The upscaled SM was resampled to match the spatial scales of the RS SM products, including the SMAP, SMOS, AMSR2, and CCI SMs. In this paper, the validated SMAP SM products were SMAP_L3_SM_P [46] and SMAP_L3_SM_E [47]. Both AMSR2 SM products were produced by the Japanese Aerospace Exploration Agency (JAXA) [48] and the National Aeronautics and Space Administration (NASA) [49,50]. The SMOS SM products used in this study included SMOS Level 3 (L3) [51] and SMOS-IC [52], respectively, produced by the Centre Aval de Traitement des Données SMOS (CATDS) and both the Institut National de la Recherche Agronomique (INRA) and the Centre d’Etudes Spatiales de la BIOsphère (CESBIO).
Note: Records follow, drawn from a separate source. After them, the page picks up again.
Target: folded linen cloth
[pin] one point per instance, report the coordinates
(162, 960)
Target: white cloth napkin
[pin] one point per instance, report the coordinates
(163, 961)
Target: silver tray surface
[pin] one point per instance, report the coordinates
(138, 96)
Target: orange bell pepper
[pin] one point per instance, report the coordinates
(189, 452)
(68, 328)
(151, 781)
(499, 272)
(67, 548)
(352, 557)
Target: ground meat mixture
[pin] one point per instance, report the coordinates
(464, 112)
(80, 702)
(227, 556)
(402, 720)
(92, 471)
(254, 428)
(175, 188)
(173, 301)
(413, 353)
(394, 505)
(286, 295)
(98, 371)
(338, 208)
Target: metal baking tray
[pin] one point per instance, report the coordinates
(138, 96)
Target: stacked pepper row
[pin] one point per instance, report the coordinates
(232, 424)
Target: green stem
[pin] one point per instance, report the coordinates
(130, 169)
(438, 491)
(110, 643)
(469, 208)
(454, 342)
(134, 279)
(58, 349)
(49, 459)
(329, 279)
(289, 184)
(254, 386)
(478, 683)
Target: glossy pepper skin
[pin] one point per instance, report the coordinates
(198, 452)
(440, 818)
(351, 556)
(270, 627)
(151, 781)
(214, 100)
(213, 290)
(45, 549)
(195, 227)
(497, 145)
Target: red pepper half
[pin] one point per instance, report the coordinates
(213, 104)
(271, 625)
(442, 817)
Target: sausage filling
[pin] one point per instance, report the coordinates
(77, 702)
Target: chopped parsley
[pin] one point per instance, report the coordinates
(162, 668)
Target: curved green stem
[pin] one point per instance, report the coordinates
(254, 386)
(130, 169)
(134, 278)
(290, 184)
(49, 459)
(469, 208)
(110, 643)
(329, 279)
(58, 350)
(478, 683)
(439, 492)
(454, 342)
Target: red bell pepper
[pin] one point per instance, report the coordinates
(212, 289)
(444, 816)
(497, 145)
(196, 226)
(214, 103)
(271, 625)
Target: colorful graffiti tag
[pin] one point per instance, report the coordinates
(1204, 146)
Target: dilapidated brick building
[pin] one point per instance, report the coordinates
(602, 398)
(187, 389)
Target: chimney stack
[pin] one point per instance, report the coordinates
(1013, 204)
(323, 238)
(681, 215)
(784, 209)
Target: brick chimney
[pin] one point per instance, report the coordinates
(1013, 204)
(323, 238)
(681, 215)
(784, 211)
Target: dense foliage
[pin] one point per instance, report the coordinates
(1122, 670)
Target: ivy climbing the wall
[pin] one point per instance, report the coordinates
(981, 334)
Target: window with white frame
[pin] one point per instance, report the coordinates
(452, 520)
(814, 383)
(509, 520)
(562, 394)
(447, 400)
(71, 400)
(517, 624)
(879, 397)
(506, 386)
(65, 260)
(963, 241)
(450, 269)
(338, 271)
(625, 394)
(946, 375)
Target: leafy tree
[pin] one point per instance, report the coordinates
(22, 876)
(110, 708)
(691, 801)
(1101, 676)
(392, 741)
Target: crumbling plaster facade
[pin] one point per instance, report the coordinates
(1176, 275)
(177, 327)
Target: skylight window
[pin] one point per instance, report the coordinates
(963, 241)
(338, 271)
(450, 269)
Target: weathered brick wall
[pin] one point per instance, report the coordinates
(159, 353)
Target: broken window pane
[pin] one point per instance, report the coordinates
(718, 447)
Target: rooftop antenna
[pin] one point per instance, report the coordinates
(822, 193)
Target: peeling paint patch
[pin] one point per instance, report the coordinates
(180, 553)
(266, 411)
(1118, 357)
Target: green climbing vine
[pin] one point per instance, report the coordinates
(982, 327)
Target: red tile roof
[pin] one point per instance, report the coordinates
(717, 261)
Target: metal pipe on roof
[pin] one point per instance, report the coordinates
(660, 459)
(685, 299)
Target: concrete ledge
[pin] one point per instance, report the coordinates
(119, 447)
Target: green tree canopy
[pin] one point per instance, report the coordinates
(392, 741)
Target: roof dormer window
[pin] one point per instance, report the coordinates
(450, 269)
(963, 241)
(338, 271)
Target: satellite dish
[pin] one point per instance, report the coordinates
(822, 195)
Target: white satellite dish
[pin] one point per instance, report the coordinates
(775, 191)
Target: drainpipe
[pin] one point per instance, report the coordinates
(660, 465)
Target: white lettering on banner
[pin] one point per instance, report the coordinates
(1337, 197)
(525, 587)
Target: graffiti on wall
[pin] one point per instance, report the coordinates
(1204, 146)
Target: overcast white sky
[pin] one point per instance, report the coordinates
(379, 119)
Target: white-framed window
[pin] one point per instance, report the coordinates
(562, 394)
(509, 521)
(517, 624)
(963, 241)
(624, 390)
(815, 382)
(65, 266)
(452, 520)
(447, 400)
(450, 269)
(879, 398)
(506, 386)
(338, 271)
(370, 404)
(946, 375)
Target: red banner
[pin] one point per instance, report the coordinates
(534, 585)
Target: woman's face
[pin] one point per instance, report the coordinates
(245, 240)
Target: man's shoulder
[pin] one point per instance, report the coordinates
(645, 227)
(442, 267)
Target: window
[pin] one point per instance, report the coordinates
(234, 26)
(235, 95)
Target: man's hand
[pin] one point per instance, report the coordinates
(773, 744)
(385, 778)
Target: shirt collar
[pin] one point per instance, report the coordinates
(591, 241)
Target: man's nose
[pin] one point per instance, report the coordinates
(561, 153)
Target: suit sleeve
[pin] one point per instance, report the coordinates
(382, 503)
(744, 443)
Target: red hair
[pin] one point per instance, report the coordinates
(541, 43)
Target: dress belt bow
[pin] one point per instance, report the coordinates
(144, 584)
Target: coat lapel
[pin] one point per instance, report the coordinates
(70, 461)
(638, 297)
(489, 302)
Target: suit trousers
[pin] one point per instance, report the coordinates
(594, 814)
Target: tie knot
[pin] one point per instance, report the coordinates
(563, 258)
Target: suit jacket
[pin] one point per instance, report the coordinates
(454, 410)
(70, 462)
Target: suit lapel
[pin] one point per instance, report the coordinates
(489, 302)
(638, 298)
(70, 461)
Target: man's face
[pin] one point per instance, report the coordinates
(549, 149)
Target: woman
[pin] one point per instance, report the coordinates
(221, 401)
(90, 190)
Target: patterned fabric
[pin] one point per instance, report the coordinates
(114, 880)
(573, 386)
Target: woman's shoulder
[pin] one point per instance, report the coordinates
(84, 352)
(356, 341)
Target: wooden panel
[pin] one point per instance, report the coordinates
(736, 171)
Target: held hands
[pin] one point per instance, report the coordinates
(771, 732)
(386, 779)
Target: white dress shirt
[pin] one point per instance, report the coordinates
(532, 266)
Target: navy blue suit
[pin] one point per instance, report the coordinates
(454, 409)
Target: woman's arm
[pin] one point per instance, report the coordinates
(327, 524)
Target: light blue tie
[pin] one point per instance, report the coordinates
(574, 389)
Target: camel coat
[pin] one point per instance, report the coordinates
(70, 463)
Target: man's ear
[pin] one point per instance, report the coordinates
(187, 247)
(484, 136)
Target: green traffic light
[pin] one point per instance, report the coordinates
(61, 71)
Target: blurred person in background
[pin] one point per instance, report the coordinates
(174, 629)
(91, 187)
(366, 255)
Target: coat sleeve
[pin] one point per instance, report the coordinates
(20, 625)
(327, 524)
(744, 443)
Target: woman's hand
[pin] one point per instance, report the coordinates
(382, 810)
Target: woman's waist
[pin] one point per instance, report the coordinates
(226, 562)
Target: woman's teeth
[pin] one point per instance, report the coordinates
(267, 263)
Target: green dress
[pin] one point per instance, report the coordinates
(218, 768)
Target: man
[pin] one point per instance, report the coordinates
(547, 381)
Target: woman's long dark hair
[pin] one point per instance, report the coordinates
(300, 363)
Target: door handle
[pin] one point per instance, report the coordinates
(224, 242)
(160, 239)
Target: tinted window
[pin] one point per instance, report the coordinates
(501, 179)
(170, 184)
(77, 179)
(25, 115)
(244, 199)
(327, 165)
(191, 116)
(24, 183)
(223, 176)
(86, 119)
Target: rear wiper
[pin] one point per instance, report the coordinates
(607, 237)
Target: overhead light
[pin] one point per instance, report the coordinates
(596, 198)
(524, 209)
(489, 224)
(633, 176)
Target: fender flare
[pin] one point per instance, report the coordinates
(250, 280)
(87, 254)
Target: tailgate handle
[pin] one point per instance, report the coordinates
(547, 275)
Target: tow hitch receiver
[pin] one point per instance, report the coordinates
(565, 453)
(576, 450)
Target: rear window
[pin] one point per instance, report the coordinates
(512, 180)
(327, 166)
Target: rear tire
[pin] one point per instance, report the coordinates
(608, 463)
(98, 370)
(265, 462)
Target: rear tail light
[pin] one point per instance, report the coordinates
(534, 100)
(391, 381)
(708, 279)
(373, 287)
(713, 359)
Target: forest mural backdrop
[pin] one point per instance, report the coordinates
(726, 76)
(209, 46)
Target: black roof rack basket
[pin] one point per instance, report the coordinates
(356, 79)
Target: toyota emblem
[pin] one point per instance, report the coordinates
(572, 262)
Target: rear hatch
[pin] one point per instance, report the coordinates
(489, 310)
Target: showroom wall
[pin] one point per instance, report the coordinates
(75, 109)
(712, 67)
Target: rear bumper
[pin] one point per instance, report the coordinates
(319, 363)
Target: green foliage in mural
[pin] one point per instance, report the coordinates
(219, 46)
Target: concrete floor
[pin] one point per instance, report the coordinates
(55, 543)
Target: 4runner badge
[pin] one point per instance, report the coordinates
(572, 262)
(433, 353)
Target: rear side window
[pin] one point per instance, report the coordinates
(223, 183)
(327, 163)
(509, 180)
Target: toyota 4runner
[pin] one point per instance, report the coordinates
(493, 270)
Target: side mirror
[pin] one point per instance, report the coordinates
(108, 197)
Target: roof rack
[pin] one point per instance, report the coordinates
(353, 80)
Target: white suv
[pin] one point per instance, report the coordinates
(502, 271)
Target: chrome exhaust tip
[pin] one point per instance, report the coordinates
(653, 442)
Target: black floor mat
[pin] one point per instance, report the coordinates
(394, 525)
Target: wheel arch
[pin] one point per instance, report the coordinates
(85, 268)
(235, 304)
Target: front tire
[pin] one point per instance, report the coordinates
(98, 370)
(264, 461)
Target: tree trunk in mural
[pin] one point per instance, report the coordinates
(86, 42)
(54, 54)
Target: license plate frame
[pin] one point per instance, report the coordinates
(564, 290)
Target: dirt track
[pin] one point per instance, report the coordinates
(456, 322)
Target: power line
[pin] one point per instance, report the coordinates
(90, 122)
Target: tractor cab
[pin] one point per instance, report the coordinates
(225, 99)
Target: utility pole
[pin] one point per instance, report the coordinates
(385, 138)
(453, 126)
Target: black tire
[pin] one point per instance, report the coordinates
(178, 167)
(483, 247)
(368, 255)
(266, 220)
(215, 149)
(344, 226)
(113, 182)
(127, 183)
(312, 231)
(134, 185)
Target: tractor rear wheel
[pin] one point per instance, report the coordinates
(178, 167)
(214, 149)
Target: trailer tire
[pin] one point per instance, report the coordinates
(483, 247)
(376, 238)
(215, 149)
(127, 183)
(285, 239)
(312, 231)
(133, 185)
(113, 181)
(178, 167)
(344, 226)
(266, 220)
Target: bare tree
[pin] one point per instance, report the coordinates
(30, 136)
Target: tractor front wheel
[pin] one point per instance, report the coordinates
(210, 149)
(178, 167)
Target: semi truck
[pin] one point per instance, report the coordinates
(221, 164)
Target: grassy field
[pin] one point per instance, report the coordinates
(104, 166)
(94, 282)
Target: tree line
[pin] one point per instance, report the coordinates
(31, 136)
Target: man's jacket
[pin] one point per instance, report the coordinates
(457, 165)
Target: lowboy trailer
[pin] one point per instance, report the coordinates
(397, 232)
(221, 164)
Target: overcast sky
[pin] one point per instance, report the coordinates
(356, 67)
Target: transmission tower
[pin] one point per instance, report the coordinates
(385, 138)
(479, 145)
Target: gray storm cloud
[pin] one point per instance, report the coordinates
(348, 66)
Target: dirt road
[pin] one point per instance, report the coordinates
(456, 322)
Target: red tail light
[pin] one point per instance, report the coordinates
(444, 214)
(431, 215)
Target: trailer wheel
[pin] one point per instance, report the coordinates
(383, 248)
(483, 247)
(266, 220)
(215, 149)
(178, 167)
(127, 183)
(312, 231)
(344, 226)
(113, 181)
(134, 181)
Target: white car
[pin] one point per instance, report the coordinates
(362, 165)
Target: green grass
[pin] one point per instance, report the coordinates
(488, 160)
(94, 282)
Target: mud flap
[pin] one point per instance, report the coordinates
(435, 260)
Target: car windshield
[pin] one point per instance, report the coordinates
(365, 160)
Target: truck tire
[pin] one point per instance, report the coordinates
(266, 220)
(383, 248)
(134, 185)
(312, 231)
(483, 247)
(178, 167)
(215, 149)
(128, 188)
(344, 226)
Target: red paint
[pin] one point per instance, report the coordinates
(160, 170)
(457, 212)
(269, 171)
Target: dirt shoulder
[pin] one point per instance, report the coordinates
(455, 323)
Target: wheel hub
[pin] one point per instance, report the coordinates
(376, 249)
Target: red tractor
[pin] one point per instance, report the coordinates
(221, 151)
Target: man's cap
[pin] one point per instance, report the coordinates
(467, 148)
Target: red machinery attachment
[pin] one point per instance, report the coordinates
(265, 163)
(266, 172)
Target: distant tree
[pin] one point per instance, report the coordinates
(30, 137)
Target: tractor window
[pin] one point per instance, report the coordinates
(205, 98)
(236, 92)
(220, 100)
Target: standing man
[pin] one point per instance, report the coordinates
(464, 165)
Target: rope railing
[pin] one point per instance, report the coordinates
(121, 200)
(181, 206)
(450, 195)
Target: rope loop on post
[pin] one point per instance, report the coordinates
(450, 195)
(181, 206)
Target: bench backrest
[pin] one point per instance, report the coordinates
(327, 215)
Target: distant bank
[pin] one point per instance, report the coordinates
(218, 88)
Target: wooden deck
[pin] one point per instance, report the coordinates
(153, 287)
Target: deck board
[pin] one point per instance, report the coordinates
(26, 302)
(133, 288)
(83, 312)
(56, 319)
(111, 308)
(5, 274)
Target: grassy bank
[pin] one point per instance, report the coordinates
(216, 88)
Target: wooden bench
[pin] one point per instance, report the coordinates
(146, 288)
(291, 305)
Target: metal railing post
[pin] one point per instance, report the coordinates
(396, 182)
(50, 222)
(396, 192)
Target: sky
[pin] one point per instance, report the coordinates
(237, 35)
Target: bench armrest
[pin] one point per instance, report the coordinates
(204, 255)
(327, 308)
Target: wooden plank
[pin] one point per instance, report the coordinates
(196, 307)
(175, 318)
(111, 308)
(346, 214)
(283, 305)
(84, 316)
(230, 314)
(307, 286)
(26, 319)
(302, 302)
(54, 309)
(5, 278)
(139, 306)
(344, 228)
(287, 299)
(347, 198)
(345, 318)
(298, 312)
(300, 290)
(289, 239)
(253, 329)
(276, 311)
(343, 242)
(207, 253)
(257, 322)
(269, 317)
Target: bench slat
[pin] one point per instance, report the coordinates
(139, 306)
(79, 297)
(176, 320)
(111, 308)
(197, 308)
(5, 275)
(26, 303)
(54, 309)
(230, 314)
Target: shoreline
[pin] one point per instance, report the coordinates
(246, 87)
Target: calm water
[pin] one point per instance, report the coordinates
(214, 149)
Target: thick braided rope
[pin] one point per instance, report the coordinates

One filter was taken into consideration to exclude unreliable SMOS-L3 data according to the probability of radio frequency interference (RFI) exceeding 0.2 (RFI_Prob > 0.2). The CCI SM product merges SM retrievals from multiple active and passive microwave sensors [53,54]. Different versions of the CCI SM products were compared with each other in this study. Each RS SM product with the ascending and descending data was reprocessed as a new single dataset by averaging both orbit data. To avoid influences of frozen soil and snow on validation accuracies of RS SM products, RS SM products in the unfrozen season (from May to September) were selected to be compared with the upscaled SM. Additional information on the RS SM products is shown in

Table 1. The RS (remote sensing) SM (soil moisture) product information.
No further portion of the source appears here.